Investing the effort to 1) recognize, without programmer intervention, that some random website has an API and then 2) automatically, without further programmer intervention, retrieve the website data from that API and make intelligent use of it, is just not worth it to them when retrieving the HTML just works every time.
edit: corrected inverted ratio
> The reality is that the ratio of "total websites" to "websites with an API" is likely on the order of 1M:1 (a guess).
This is entirely wrong. Aside from the vast number of WordPress sites, the other APIs the article mentions are things like ActivityPub, oEmbed, and sitemaps. Add on things like Atom, RSS, JSON Feed, etc. and the majority of sites have some kind of alternative to HTML that is easier for crawlers to deal with. It’s nothing like 1M:1.
> Investing the effort to 1) recognize, without programmer intervention, that some random website has an API and then 2) automatically, without further programmer intervention, retrieve the website data from that API and make intelligent use of it, is just not worth it to them when retrieving the HTML just works every time.
You are treating this like it’s some kind of open-ended exercise where you have to write code to figure out APIs on the fly. This is not the case. This is just “Hey, is there a <link rel=https://api.w.org/> in the page? Pull from the WordPress API instead”. That gets you better quality content, more efficiently, for >40% of all sites just by implementing one API.
Hrm…
>> Like most WordPress blogs, my site has an API.
I think WordPress is big enough to warrant the effort. The fact that AI companies are destroying the web isn't news. But they could certainly do it a with a little less jackass. I support this take.
For example, Reddit encouraged those tools to use the API, then once it gained traction, they began charging exorbitant fees effectively blocking every blocking such tools.
You know how you sometimes have to call a big company's customer support and try to convince some rep in India to press the right buttons on their screen to fix your issue, because they have a special UI you don't get to use? Imagine that, but it's an AI, and everything works that way.
"be conservative in what you send, be liberal in what you accept"
https://en.wikipedia.org/wiki/Robustness_principleThe more effective way to think about it is that "the ambiguity" silently gets blended into the data. It might disappear from superficial inspection, but it's not gone.
The LLM is essentially just doing educated guesswork without leaving a consistent or thorough audit trail. This is a fairly novel capability and there are times where this can be sufficient, so I don't mean to understate it.
But it's a different thing than making ambiguity "disappear" when it comes to systems that actually need true accuracy, specificity, and non-ambiguity.
Where it matters, there's no substitute for "very explicit structured data" and never really can be.
please do not write code. ever.

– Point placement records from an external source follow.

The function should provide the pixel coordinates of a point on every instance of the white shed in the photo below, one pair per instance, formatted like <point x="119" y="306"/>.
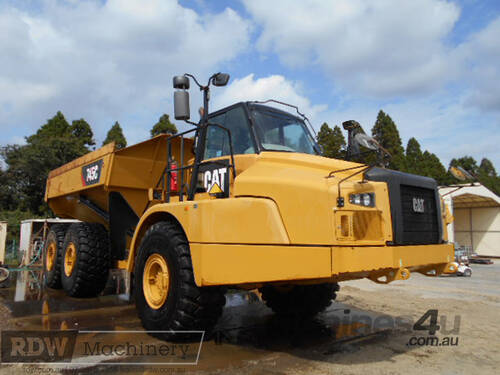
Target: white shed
<point x="476" y="211"/>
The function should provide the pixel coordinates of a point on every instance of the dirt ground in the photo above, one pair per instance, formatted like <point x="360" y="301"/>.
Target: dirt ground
<point x="368" y="330"/>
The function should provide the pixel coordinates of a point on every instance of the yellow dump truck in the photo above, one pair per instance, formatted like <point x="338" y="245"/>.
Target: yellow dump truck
<point x="243" y="200"/>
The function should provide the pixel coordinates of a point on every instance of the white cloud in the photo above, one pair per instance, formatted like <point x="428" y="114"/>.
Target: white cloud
<point x="272" y="87"/>
<point x="378" y="48"/>
<point x="480" y="60"/>
<point x="107" y="61"/>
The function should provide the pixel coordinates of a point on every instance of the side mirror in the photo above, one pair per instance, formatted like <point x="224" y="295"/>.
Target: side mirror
<point x="366" y="141"/>
<point x="461" y="174"/>
<point x="181" y="105"/>
<point x="221" y="79"/>
<point x="181" y="82"/>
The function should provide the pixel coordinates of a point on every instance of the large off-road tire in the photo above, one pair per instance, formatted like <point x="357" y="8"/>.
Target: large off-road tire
<point x="52" y="253"/>
<point x="85" y="260"/>
<point x="166" y="296"/>
<point x="301" y="300"/>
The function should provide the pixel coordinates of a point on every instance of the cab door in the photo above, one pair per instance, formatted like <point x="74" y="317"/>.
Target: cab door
<point x="215" y="170"/>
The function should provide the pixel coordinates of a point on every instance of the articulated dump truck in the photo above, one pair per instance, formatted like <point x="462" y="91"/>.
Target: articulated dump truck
<point x="244" y="200"/>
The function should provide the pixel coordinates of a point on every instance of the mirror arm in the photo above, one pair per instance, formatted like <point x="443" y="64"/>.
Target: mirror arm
<point x="194" y="79"/>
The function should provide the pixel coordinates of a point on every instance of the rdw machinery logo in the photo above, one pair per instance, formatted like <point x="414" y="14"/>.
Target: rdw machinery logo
<point x="38" y="346"/>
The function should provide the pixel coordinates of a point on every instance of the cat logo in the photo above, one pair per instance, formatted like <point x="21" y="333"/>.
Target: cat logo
<point x="216" y="178"/>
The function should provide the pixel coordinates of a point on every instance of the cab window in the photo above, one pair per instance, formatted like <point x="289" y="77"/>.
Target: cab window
<point x="217" y="143"/>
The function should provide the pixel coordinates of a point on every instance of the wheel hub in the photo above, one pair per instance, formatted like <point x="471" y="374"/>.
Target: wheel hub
<point x="70" y="259"/>
<point x="156" y="281"/>
<point x="51" y="256"/>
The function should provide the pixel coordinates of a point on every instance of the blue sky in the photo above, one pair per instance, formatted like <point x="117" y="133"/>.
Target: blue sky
<point x="433" y="65"/>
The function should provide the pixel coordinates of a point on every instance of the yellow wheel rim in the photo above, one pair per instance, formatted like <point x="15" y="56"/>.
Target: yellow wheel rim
<point x="156" y="281"/>
<point x="70" y="259"/>
<point x="51" y="256"/>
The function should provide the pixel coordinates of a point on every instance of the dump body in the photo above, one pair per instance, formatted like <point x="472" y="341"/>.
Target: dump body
<point x="76" y="187"/>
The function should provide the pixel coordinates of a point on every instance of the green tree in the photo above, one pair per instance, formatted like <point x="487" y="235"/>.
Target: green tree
<point x="386" y="133"/>
<point x="163" y="126"/>
<point x="332" y="141"/>
<point x="414" y="157"/>
<point x="82" y="130"/>
<point x="432" y="167"/>
<point x="115" y="134"/>
<point x="54" y="144"/>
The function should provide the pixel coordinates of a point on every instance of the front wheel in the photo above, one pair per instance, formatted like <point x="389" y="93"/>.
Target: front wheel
<point x="302" y="300"/>
<point x="166" y="296"/>
<point x="52" y="256"/>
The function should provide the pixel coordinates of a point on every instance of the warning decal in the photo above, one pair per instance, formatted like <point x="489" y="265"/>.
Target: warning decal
<point x="91" y="174"/>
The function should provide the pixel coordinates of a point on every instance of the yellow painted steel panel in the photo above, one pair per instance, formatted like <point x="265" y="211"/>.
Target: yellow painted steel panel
<point x="216" y="264"/>
<point x="359" y="259"/>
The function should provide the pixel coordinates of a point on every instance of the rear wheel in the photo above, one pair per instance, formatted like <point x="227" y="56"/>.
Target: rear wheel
<point x="52" y="256"/>
<point x="85" y="260"/>
<point x="303" y="300"/>
<point x="166" y="296"/>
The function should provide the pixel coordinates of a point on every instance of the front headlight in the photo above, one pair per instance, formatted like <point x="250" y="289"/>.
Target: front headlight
<point x="364" y="199"/>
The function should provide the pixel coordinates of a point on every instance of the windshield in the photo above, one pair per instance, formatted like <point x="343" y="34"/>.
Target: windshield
<point x="280" y="132"/>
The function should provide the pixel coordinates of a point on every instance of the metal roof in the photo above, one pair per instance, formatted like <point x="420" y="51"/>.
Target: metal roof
<point x="471" y="196"/>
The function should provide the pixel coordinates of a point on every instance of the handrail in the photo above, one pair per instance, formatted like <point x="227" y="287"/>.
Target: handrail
<point x="167" y="172"/>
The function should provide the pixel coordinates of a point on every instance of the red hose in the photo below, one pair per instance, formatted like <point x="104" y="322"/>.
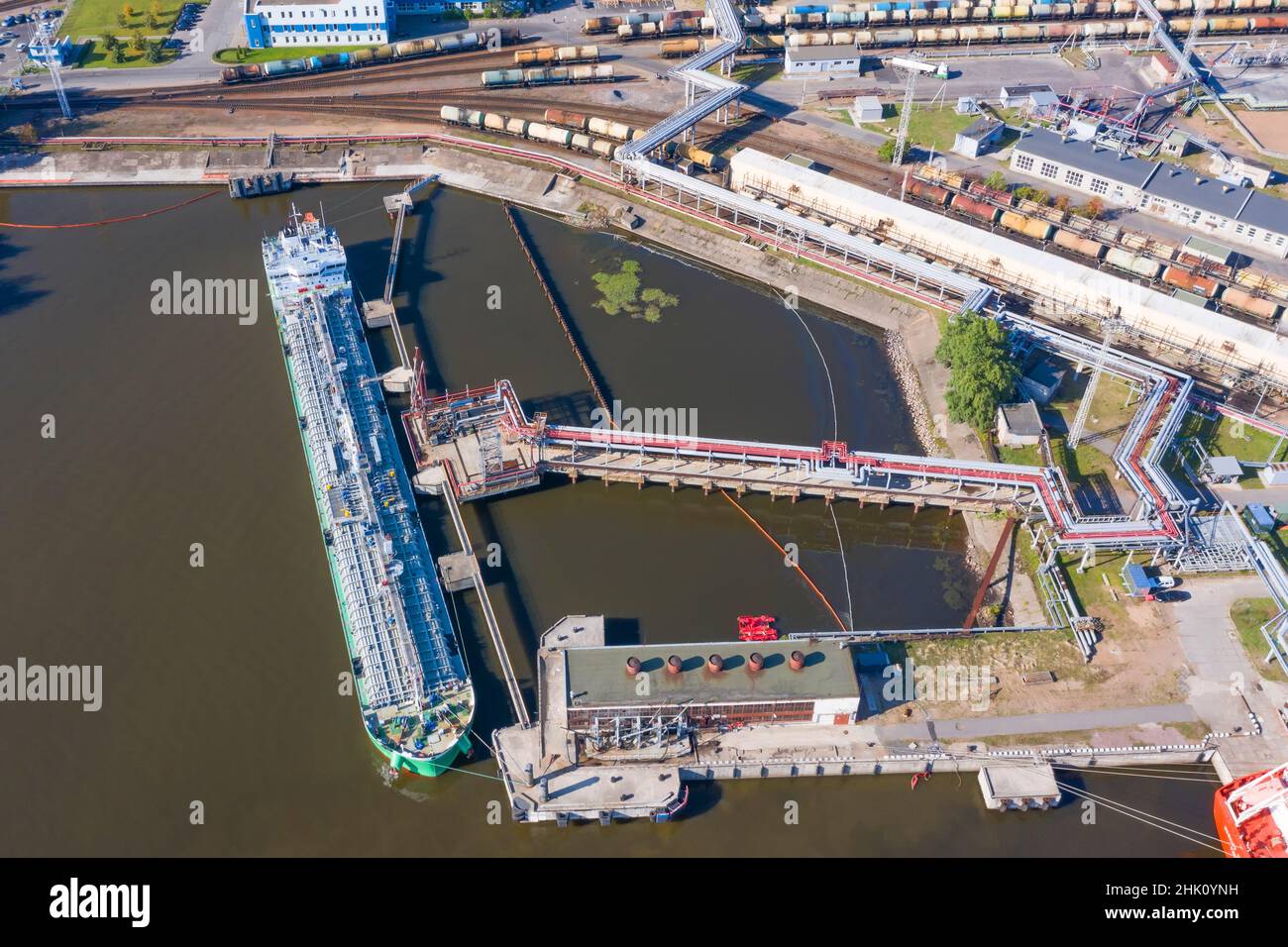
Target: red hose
<point x="110" y="221"/>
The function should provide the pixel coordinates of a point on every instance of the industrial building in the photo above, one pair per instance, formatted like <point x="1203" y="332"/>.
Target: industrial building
<point x="975" y="138"/>
<point x="1172" y="192"/>
<point x="823" y="60"/>
<point x="317" y="22"/>
<point x="867" y="108"/>
<point x="1019" y="425"/>
<point x="1054" y="282"/>
<point x="720" y="684"/>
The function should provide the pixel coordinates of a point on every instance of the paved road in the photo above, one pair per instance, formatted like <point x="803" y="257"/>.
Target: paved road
<point x="1222" y="676"/>
<point x="967" y="728"/>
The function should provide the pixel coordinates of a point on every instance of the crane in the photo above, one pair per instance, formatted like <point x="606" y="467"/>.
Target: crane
<point x="44" y="40"/>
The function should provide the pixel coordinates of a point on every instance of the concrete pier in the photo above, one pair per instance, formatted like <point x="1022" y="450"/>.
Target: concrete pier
<point x="550" y="777"/>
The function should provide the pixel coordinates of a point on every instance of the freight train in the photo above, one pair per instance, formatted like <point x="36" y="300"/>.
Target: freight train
<point x="585" y="133"/>
<point x="545" y="132"/>
<point x="1018" y="33"/>
<point x="621" y="132"/>
<point x="544" y="55"/>
<point x="917" y="12"/>
<point x="557" y="75"/>
<point x="1243" y="291"/>
<point x="407" y="50"/>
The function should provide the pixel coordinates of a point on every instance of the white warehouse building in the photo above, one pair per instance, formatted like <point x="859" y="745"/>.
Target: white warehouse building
<point x="317" y="22"/>
<point x="1239" y="215"/>
<point x="1065" y="286"/>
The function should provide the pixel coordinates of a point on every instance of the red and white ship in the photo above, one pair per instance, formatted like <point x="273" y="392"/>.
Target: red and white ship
<point x="1252" y="814"/>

Thinking like this is why people now think that 16GB RAM is to little and 4 cores is the minimum.
API -> ~200,000 cycles to get data, RAM O(size of data), precise result
HTML -> LLM -> ~30,000,000,000 cycles to get data, RAM O(size of LLM weights), results partially random and unpredictable
What do you think the E in perl stands for?
Multiply that by every site, and that approach does not scale. Parsing HTML scales.
In contrast, I can always trust that whatever is returned to be consumed by the browser is in the format that is consumable by a browser, because if it isn't the site isn't a website. Html is pretty much the only format guaranteed to be working.
using an llm to parse html -> please do not
You're absolutely welcome on your own free time to waste it on whatever feels right
> using an llm to parse html -> please do not
have you used any of these tools with a beginner's mindset in like, five years?
EDIT: I hemmed and hawed about responding to your attitude directly, but do you talk to people anywhere but here? Is this the attitude you would bring to normal people in your life?
Dick Van Dyke is 100 years old today. Do you think the embittered and embarrassing way you talk to strangers on the internet is positioning your health to enable you to live that long, or do you think the positive energy he brings to life has an effect? Will you readily die to support your animosity?
> Like most WordPress blogs, my site has an API.
WordPress, for all its faults, powers a fair number of websites. The schema is identical across all of them.
The API may be equivalent, but it is still conceptually secondary. If it went stale, readers would still see the site, and it makes sense for a scraper to follow what readers can see (or alternately to consume both, and mine both).
The author might be right to be annoyed with the scrapers for many other reasons, but I don't think this is one of them.